"I'M VOTING FOR KIDS," reads the sticker on the front door of the house I pass by on foot each day on my way home from work. Something about this sticker stirs up emotions within me that I cannot quite place a finger upon, whether it's patriotism, personal pride, or simple logic and the rationale of knowing what is right and what is wrong. Whatever the explanation, upon each pass I become incredibly compelled to walk up the steps of the front porch, ring the door bell, and have a friendly, and informative, conversation with the owner of the house. If he/she is simply being facetious, that's one thing, but if not, then someone badly needs to inform this person that children, even if placed on a ballot, cannot hold public office.
Now I won't pretend to be above falling for such misconceptions. I've done it myself.

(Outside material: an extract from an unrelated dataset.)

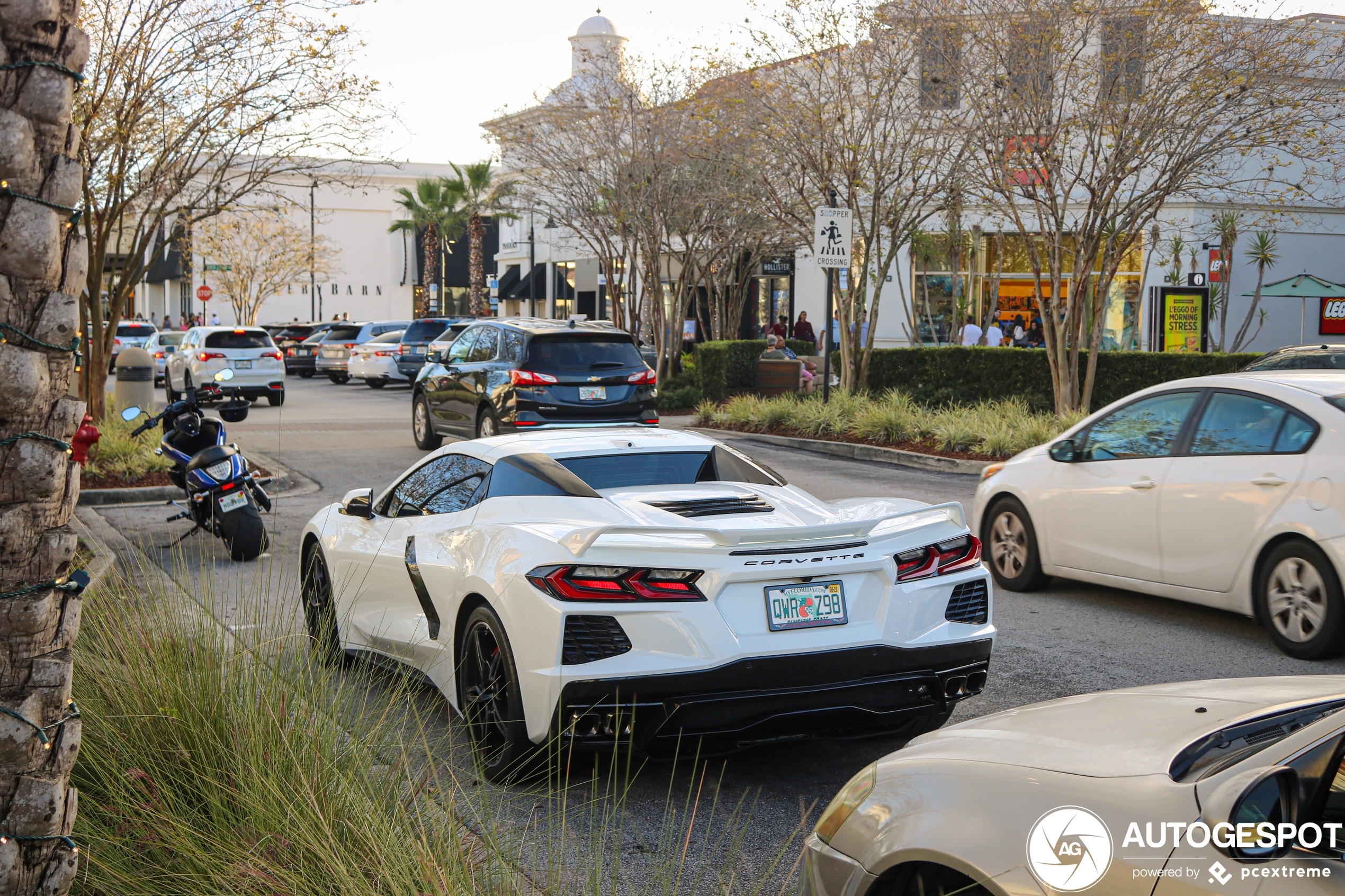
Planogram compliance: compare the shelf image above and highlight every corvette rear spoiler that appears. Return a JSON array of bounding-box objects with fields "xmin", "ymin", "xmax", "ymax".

It just takes one of those heart-warming commercials with absolutely adorable kids dressed as adults acting out in very adult manners to convince you that such a world might not be a bad place. Picture it. Boys in three piece suits, patent leather wing tip shoes, argyle socks, stainless steel coffee mug in one hand and brief case in the other. Or girls.Young girls in power suits, two inch high heels, power vests, a Blackberry touch screen in one hand, the handle to one of those travel suitcases on wheels in the other. Boardrooms filled with kids spinning round and round in swivel chairs. Naps being taken on the floor of the New York Stock Exchange. Office furniture made from Lego. Business cards with a heart over the "i" or a properly placed backwards "e." Kids taking blue tooth phone calls from their mothers in New Havensbrook while furiously stuck in rush hour traffic. Kids trading tales of the days Bears and Bulls over a couple of dry martinis during happy hour. Kids picking up their kids from daycare and dropping them off at Little League practice.
It sounds too cute for words, doesn't it? Of course it does. But this is the regular business world I'm describing, and not the world of politics. Do you really want a child in charge of the Department of Health and Human Services? Children are crawling with diseases. They're despicable little germ traps. How can you trust someone who hates baths, never washes his hands, and regularly ingests items such as glue, dirt and less frightening insects to head up what is essentially the nation's hygiene program? Or how about the Department of Transportation? Imagine how much of the taxpayers' money would go to waist funding programs to build rocket cars. The department of defense would be up in arms figuring out ways to defend against Decepticons and Lord Voldemort, while the Department of Agriculture would be busy playing Farm each and every day, alternating between whose turn it is to play the angry farmer and who gets to play the spunky and lovable barnyard animals that soften his hardened heart. Don't get me started on the damage that would be done to the Bureau of Indian Affairs, as lil' sheriffs, young deputies and renegade posse leaders take control and reverse the already slow progress of civil rights and land appropriations to our nation's indigenous by opting to hunt down all Injuns.
What about other government sponsored programs? It breaks my heart picturing a court room full of crying jurors, lawyers and judges over their bitter disappointment when breaking for recess isn't as literal as they'd hope. Criminals would be virtually unstoppable as police officers in pursuit merely yell "FREEZE!", point their finger at the perpetrator and shout out "BANG! BANG!" (pause, pause, pause) "BANG BANG BANG!" Tax audits in shambles because the auditors forgot to carry the one. Medicaid distributed on a bully versus bullied basis, welfare handed out to those deemed the coolest, the state lottery commission forced to deal with hissy fits as each losing participant cries that he/she has been cheated, the military allowing only one girl per unit, and even then only because she's someone's cousin so it's okay. The DMV most likely will run a little smoother.
Sounds pretty scary, huh? So why don't I ever ring this person's door to warn them of the dangers of voting for an all children's government?Posted to the left of the "I'M VOTING FOR KIDS" sticker on the front door is another sign, this one reading MAIL SLOT with an arrow pointing down, just above the actual mail slot. Now I can draw a few conclusions from this. First, any person who feels the need to insult a postal worker's intelligence by labeling the clearly visible mail slot with a sign saying MAIL SLOT clearly has issues, and perhaps it'd be best to let those issues be resolved by the postal worker. Second, maybe the owner of the house is convinced that a children's government is already in place, as unintelligent postal workers would be the byproduct of a generation educated by child teachers. Third, and perhaps scariest of all, is that the owner is a prophet of some sort, awaiting a children's revolution, fearful of the future leaders and the havoc they will bestow upon an insubordinate citizen. Sure such a government would never bear any legality, but if there's one thing kids' love it's pissing and pissing hard on the constitution.